GROEPSSCHUILPLAATSEN TYPE P zijn éénlaagse, gewoonlijk in gewapend, circa 100 tot 180 cm dik gietbeton uitgevoerde, granaatvrije, militaire onderkomens, die beschutting konden bieden aan 10-12 manschappen infanterie / artillerie. Groepsschuilplaatsen Type P zijn gebouwd op een rechthoekig grondplan, bij maten van ongeveer 5.70 X 7.20 X 4.70 m in de uitvoering W 21-28. De zichtbare hoogte boven het maaiveld varieert. De beide blinde zijgevels en de keelzijde zijn tot op ongeveer 3 m hoogte verticaal uitgevoerd. Daarboven gaan deze gevels met een knik van ongeveer 45 0 naar binnen, om vervolgens over te gaan in een vlakke dekking. Rechts in de keelzijde is op plaatselijk verschillende hoogte boven maaiveld een (later al dan niet dichtgezette) toegangsopening. De in zijn geheel verticale, gesloten frontzijde weerspiegelt de hoeken van 45 0 en eindigt dus als een 'afgeknotte puntgevel'. In een aantal gevallen zijn in de gevel(s) ijzeren haken of beugels meegegoten die konden dienen ter bevestiging van camouflagemateriaal. Een kenmerkend onderdeel bovenop de schuilplaats Type P is de conische, betonnen 'uitlaat', die bestemd was voor toepassing van een periscoop. Deze periscopen zijn in de praktijk echter nooit aangebracht. Het interieur van Groepsschuilplaatsen Type P bestaat uit een korte gang (meestal met een betonnen keermuur of balustrade en gewoonlijk enkele neergaande treden) en een van daaruit naar links gerichte 'sluis' die afgrendelbaar moest zijn door een (uit meerdere delen bestaande) zware, stalen deur met grendels. Via een tweede, vergelijkbare deur kon rechtsom een achterliggende, vrijwel vierkante ruimte worden bereikt, de echte schuilplaats. De toegang kon vanuit deze ruimte worden bestreken door een schietgat. De stalen deuren zijn echter nooit geplaatst en de ingangen zijn later vaak dichtgezet met baksteen.
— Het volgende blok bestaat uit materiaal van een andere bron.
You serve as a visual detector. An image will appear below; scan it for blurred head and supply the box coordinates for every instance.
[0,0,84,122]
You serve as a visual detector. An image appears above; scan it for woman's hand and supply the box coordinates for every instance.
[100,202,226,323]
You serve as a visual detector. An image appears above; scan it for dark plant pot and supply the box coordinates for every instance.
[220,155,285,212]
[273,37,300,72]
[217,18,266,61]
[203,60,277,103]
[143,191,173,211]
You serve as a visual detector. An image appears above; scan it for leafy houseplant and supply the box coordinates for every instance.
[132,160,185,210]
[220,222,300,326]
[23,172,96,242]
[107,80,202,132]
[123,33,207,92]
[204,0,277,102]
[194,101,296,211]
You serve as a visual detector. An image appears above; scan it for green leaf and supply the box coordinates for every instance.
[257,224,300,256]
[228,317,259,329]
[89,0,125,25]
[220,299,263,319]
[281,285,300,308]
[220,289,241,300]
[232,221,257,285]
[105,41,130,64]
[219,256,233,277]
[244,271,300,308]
De op circa twee meter boven vloerniveau gelegen plafonds zijn vlak en rechthoekig. In een aantal gevallen zijn nog interieuronderdelen aanwezig, zoals schietgatafsluitingen, (resten van) houten banken of een steun voor het vuurwapen voor de bestrijking van de ingang. De Groepsschuilplaatsen Type P rond Fort Blauwkapel liggen verspreid en de meeste zijn vrij goed in het veld herkenbaar.

Waardering

De GROEPSSCHUILPLAATSEN TYPE P rond Fort Blauwkapel zijn van algemeen belang vanwege:

* Cultuurhistorische waarden als onderdeel van de Nieuwe Hollandse Waterlinie zoals deze is ontworpen door C.R.T. Kraijenhoff en in eerste aanleg vanaf 1815 door hem, Jan Blanken en majoor-ingenieur Willem Offerhaus is gerealiseerd en daarna door anderen gedurende ongeveer 125 jaar is versterkt en verbeterd.
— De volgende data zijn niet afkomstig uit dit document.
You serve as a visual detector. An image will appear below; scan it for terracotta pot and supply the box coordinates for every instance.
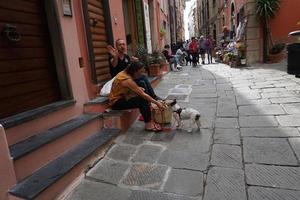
[149,64,161,76]
[160,63,169,72]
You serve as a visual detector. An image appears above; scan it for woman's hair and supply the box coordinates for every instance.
[125,61,144,76]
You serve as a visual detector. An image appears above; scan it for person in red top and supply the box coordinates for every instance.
[189,37,199,67]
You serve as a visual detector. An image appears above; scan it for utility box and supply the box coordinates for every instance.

* Architectuurhistorische waarden, in het bijzonder als uiting van de militair-strategische bouwkunde, die gebaseerd is op: a. het systeem van inundatie en accesverdediging (19de en 20ste eeuw), b. de wedloop met de zich versterkende offensieve middelen (19de en 20ste eeuw), c. het systeem van 'levende' veldversterking in de diepte (20ste eeuw).

Het betreft hier onderdelen uit de periode 1939-1940. Deze onderdelen zijn voorbeelden van gewapend betonnen manschappenschuilplaatsen.

* Ensemblewaarde en situationele waarden als onderdeel van de Nieuwe Hollandse Waterlinie. Tevens vanwege de functionele en fysieke samenhang met de overige onderdelen van het complex.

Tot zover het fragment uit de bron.